Vi perfectamente su cuello desnudo.
—¿Había mencionado
alguna vez Swandam Lane?
—Nunca.
—¿Alguna vez dio
señales de haber tomado opio?
—Nunca.
—Gracias, señora
St. Clair. Estos son los principales detalles que quería tener absolutamente claros.
Ahora comeremos un poco y después nos retiraremos, pues mañana es posible que
tengamos una jornada muy atareada.
Teníamos a nuestra
disposición una habitación amplia y confortable, con dos camas, y no tardé en
meterme entre las sábanas, pues me encontraba fatigado por la noche de aventuras.

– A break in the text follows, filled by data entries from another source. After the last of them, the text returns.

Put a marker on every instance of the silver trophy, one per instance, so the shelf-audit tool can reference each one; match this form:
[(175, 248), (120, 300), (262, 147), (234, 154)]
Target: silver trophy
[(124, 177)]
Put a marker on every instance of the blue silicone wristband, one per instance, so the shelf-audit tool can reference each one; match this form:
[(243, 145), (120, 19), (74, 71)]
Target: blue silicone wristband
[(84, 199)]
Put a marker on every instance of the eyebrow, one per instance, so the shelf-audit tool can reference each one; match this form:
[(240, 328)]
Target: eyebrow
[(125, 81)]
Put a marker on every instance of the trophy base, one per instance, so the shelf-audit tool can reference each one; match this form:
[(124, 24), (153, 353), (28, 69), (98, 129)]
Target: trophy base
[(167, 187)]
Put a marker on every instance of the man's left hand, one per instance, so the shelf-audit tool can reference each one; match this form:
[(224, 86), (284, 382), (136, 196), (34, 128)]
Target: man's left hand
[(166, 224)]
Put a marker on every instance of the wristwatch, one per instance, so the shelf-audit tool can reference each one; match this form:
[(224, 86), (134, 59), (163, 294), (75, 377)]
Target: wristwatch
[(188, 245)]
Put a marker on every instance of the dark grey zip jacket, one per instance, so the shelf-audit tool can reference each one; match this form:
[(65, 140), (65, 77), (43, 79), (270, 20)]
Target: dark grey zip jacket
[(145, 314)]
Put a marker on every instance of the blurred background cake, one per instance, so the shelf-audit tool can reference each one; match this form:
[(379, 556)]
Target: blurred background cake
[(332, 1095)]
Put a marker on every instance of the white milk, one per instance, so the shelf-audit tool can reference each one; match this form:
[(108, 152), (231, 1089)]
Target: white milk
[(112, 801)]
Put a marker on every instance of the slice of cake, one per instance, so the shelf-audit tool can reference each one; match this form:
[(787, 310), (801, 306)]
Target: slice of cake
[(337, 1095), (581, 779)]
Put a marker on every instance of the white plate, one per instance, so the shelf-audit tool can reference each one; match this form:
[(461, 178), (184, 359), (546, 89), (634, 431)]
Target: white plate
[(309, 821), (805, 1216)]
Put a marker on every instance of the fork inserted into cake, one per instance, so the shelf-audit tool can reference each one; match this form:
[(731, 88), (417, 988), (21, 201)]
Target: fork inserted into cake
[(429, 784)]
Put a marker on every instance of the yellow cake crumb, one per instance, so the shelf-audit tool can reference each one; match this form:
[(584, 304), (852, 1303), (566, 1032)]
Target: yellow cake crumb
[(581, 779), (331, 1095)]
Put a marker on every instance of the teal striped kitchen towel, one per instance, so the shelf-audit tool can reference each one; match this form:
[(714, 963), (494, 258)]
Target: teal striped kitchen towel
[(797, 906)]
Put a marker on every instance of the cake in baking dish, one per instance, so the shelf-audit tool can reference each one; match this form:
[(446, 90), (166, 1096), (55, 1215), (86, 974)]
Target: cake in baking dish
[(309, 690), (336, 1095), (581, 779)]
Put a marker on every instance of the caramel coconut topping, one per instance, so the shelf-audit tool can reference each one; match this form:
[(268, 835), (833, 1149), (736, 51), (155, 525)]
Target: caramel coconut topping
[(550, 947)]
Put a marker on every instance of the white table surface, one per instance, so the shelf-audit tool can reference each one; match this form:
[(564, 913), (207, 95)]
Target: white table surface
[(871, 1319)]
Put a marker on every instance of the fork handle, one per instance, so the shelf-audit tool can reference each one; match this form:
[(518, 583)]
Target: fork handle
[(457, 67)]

Sin embargo, Sherlock Holmes era un hombre que cuando tenía en la cabeza un
problema sin resolver, podía pasar días, y hasta una semana, sin dormir,
dándole vueltas, reordenando los datos, considerándolos desde todos los puntos
de vista, hasta que lograba resolverlo o se convencía de que los datos eran
insuficientes. Pronto me resultó evidente que se estaba preparando para pasar
la noche en vela. Se quitó la chaqueta y el chaleco, se puso una amplia bata
azul y empezó a vagar por la habitación, recogiendo almohadas de la cama y
cojines del sofá y las butacas. Con ellos construyó una especie de diván
oriental, en el que se instaló con las piernas cruzadas, colocando delante de
él una onza de tabaco fuerte y una caja de cerillas. Pude verlo allí sentado a
la luz mortecina de la lámpara, con una vieja pipa de brezo entre los labios,
los ojos ausentes, fijos en un ángulo del techo, desprendiendo volutas de humo
azulado, callado, inmóvil, con la luz cayendo sobre sus marcadas y aguileñas
facciones. Así se encontraba cuando me fui a dormir, y así continuaba cuando
una súbita exclamación suya me despertó, y vi que la luz del sol ya entraba en
el cuarto. La pipa seguía entre sus labios, el humo seguía elevándose en volutas,
y una espesa niebla de tabaco llenaba la habitación, pero no quedaba nada del
paquete de tabaco que yo había visto la noche anterior.
—¿Está despierto,
Watson? —preguntó.
—Sí.
—¿Listo para una
excursión matutina?
—Desde luego.
—Entonces, vístase.
Aún no se ha levantado nadie, pero sé dónde duerme el mozo de cuadras, y pronto
tendremos preparado el coche.
Al hablar, se reía
para sus adentros, le centelleaban los ojos y parecía un hombre diferente del
sombrío pensador de la noche anterior.
Mientras me vestía,
eché un vistazo al reloj. No era de extrañar que nadie se hubiera levantado
aún. Eran las cuatro y veinticinco. Apenas había terminado cuando Holmes regresó
para anunciar que el mozo estaba enganchando el caballo.
—Quiero poner a
prueba una pequeña hipótesis mía —dijo, mientras se ponía las botas—. Creo,
Watson, que tiene usted delante a uno de los más completos idiotas de toda
Europa. Merezco que me lleven a patadas desde aquí a Charing Cross. Pero me
parece que ya tengo la clave del asunto.
—¿Y dónde está?
—pregunté, sonriendo.
—En el cuarto de
baño —respondió—. No, no estoy bromeando —continuó, al ver mi gesto de
incredulidad—. Acabo de estar allí, la he cogido y la tengo dentro de esta
maleta Gladstone.
Venga, compañero, y veremos si encaja o no en la cerradura.
Bajamos lo más
rápidamente posible y salimos al sol de la mañana. El coche y el caballo ya
estaban en la carretera, con el mozo de cuadras a medio vestir aguardando
delante. Subimos al vehículo y salimos disparados por la carretera de Londres.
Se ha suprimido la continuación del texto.